Saturday evening at Brisbane’s Suncorp stadium represented a much improved Wallaby performance, in Dwyer’s view. It condemned the Boks to a third straight loss and virtually no chance of defending their Tri-Nations title.
“I have described the Wallabies’ performance as much improved and declared them on the right track,” said Dwyer.
“This is accurate but I don’t want to give cause for too much optimism – yet. Over the past two weeks, I have described the Springbok performances as poor, so a performance with any sort of quality should have produced a win against them, with their current squad and form. They have, after all, conceded about 100 points in the last three weeks.”
What then for the Boks?
“Their capitulation on last season’s end-of-year northern tour was nothing short of astonishing, and that same form has continued into this year’s internationals.
“Certainly, they are missing Fourie du Preez, Heinrich Brussouw and Jannie du Plessis, but their established players are just not producing.
“Dare I say it? Victor Matfield and John Smit look past it, and even the great Bryan Habana is having no impact on the game. Why is that, in Habana’s case? There were a number of parts to his game: he had a fantastic kick-chase game but the kicking is now not as accurate because all the kicking is now in the domain of Steyn, whereas before it was shared by Steyn and Du Preez. So the defence against the kicking can be much more focused and the kicking is subsequently not as accurate.
“Habana’s attacking game had two strings to it. One was at the end of a backline attack which, without Du Preez, and Jean de Villiers at centre, has lost most of its sting and there are now virtually no opportunities for him.
“His other attacking opportunities came either as first receiver or as pick and go when he injected himself in close. But the South Africans’ ball recycling has become so stilted that no opportunities exist.”
What of some of the other players in the Bok back line?
“Zane Kirchner is a good player but I have real doubts as to whether he’s a world-class player,” said Dwyer. “He doesn’t have any distinguishing features. He’s reasonable under the ball, reasonable on kick return, fair as an injection into the backline and on defence. But in no facets of the fullback game is he a world XV choice.”
Gio Aplon? “I like him; he’s a nuggety type of player prepared to have a go.

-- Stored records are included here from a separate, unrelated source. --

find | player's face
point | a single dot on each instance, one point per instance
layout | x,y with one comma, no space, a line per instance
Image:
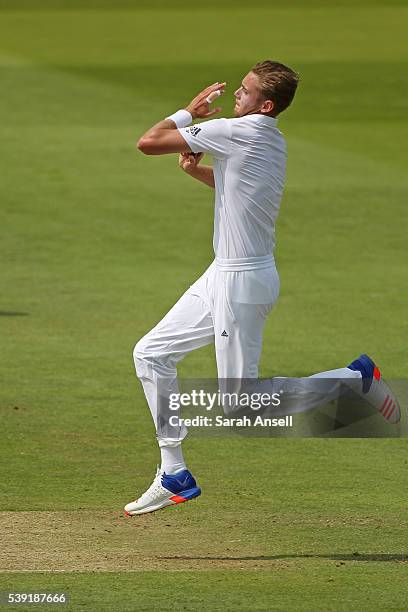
248,98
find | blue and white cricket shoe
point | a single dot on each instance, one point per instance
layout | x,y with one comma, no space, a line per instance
375,390
165,490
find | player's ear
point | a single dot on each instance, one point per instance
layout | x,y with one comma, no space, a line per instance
267,106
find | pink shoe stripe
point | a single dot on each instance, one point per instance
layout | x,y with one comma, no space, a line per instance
384,406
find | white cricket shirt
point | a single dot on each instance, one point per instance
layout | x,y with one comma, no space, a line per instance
249,170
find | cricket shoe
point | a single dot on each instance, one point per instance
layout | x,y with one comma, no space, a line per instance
375,390
165,490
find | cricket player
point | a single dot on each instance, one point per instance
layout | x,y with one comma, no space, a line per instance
229,304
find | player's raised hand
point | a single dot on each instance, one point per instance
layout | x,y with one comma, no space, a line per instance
199,107
189,161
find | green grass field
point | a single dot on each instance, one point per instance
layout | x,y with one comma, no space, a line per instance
98,241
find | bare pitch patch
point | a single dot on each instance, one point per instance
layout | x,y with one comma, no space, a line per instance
105,541
91,540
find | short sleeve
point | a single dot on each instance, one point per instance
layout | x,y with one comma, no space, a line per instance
212,137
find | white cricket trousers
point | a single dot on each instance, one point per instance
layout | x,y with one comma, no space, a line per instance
227,305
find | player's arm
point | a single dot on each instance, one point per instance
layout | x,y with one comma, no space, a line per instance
190,164
164,137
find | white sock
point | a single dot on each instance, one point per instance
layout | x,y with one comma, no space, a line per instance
172,459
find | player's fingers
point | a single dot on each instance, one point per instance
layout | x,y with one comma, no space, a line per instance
213,112
211,88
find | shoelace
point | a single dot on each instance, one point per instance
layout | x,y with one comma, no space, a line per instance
155,488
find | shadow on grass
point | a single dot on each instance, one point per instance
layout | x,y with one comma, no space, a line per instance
346,557
11,313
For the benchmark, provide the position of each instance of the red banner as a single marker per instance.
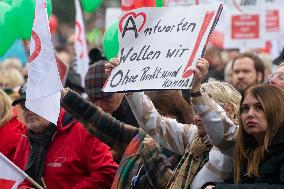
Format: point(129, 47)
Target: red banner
point(245, 27)
point(272, 21)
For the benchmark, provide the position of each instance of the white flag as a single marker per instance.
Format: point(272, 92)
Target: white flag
point(10, 174)
point(43, 85)
point(81, 49)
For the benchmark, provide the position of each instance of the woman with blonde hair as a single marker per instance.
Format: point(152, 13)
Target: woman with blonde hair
point(259, 148)
point(201, 162)
point(10, 126)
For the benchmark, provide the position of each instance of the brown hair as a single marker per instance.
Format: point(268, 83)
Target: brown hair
point(170, 103)
point(247, 148)
point(258, 64)
point(224, 94)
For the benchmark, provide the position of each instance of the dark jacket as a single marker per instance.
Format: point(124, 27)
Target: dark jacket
point(103, 125)
point(271, 168)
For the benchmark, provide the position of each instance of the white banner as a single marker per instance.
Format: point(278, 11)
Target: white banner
point(159, 47)
point(81, 50)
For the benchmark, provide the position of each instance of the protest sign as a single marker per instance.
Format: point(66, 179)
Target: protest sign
point(171, 3)
point(81, 50)
point(159, 47)
point(112, 15)
point(62, 70)
point(274, 18)
point(244, 30)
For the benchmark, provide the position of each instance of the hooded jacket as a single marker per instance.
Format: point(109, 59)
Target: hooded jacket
point(74, 159)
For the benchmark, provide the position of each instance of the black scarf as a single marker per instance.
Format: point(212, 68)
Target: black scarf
point(40, 143)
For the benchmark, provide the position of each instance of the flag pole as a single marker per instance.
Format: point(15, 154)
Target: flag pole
point(20, 171)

But he’s yet to prove himself international class, even though he was outstanding in the Super 14.
Wynand Olivier? “I had to ask a colleague whether he actually played in the second Test against the All Blacks. That may explain Morne Steyn’s absence of form.
“I am most impressed with Steyn’s development as a flyhalf rather than just being a kicker but I haven’t been impressed at all with his international performances.
“But this may well be influenced by a less-than-great performance by the scrumhalf (Ricky Januarie) and inside centre (Olivier). It’d be pretty impressive to play well if you had duds inside and outside you. For me, Januarie isn’t up to it, whereas Ruan Pienaar is quality at both 9 and 10.”
What of Pienaar’s former Sharks colleague Frans Steyn, who is now playing in France?
“Frans Steyn is one of those guys that produces the occasional sublime moment. So I’d always pick him. He is a big strong kid, has pace too and can kick a goal from 60m to win you a game.”
He added: “I’ve just felt in recent times that the South Africans’ adherence to quality technique had really taken some forward steps.
“But in the last year their game seems to have fallen apart. They don’t seem to be doing anything, that seems the biggest problem.”